At a recent Middletown City Council work-session, City Manager Doug Adkins presented these very preliminary cost estimates and shared other information with council members about how the city could raise additional revenues to fix its streets.
Some of the suggestions made by Adkins included moving the costs of street lighting from the city to property owners as other area communities have done, which would raise about $800,000 a year; placing a 0.25 percent income tax increase that would be dedicated to streets and would generate about $3 million a year; or a property tax increase that would be dedicated for street repairs or improvements. In 2014, one mill of city property tax generated about $620,000, he said.
“We have to get the best bang for the buck,” Adkins said. “It’s going to be a balancing act with scarce resources.”
According to information provided by Scott Tadych, the city’s public works and utilities director, the city maintains 621 lane miles of roads. Of that amount, 333 lane miles or about 54 percent are rated fair to satisfactory, or scored between 56 to 100, according to the 2013 Pavement Condition Index that the city conducted that year, evaluating every street block by block. Tadych said the 2015 PCI survey is expected to be updated later this fall and would provide another snapshot of the city’s street conditions.
There are 174 lane miles or 28 percent that have a PCI of 41 to 55 that are rated poor, while the remaining 113 lane miles or 18 percent have a PCI of 0 to 40 and are rated very poor or failed. Tadych estimated the cost to improve that 46 percent of streets in poor or very poor/failed at $60 million alone.
“This would be a huge undertaking to get caught up,” Tadych said. “The whole goal is to avoid having poor or very poor/failed streets, and we also need money to maintain streets to prevent them from slipping back.”
He said in the first five years of a proposed 20-year plan, the city would spend nearly $860,000 just in preventative maintenance to keep the 114 lane miles or 18 percent of streets to remain in satisfactory condition.
The costs to repair streets range from $1.07 per square yard for crack sealing and minor patching to $33.31 per square yard to fully reconstruct a street with 6.5 inches of asphalt that would also include handicap ramps and spot curb repairs.
Middletown spends an average of about $2.2 million a year for street and road improvements outside of state and federal grants. In 2014, the city spent about $4.2 million, including state and federal grants. Tadych said earlier this year spending about $6 million a year “would be a good start” in alleviating the city’s street and road issues. As in past years, Tadych said the city will continue to leverage local funds with state and federal grants to do the most paving and reconstruction as it can.
Adkins said about 15 percent of the overall costs might be covered through state grants, but the city most likely would still be responsible for local match funding in order to receive a grant. He also said the normal pavement life, depending on the traffic volumes can range from 15 to 25 years.

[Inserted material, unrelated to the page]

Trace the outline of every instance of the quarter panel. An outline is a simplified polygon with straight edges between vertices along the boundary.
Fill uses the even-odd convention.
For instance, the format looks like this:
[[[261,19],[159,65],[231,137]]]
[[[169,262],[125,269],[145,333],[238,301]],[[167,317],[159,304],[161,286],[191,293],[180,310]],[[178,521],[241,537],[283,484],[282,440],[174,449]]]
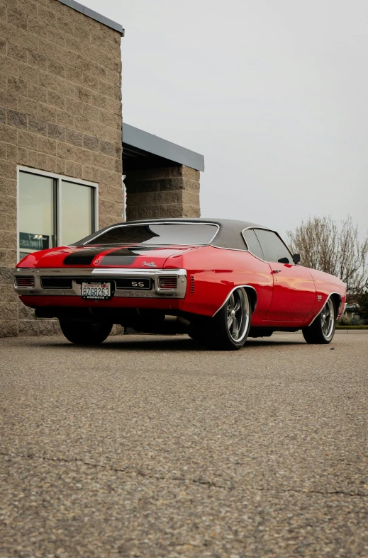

In 2014, the city tax revenues did better than projected and allowed council to move about $750,000 into a 2015 paving program that was not originally budgeted, enabling several streets to be paved and repaired this year.
Tadych believes there will be a local paving program in the 2016 budget along with two other major project being undertaken using state and federal funds: a $970,000 repaving of Ohio 4 between Girard Street and Tytus Avenue of which the city is paying about $495,000; and the total reconstruction, widening and new water lines along Oxford State Road from Yankee Road to Spurling Way, a nearly $6 million project that includes $3.85 million in federal and state funding. In 2017, the city will be widening and repairing Yankee Road between Oxford State Road and Lafayette Avenue.
Councilman Dan Picard said the city has many side streets “that are really bad.”
“The bottom line is that we need more revenues,” he said. “I’m to the point of putting it out there to the voters.”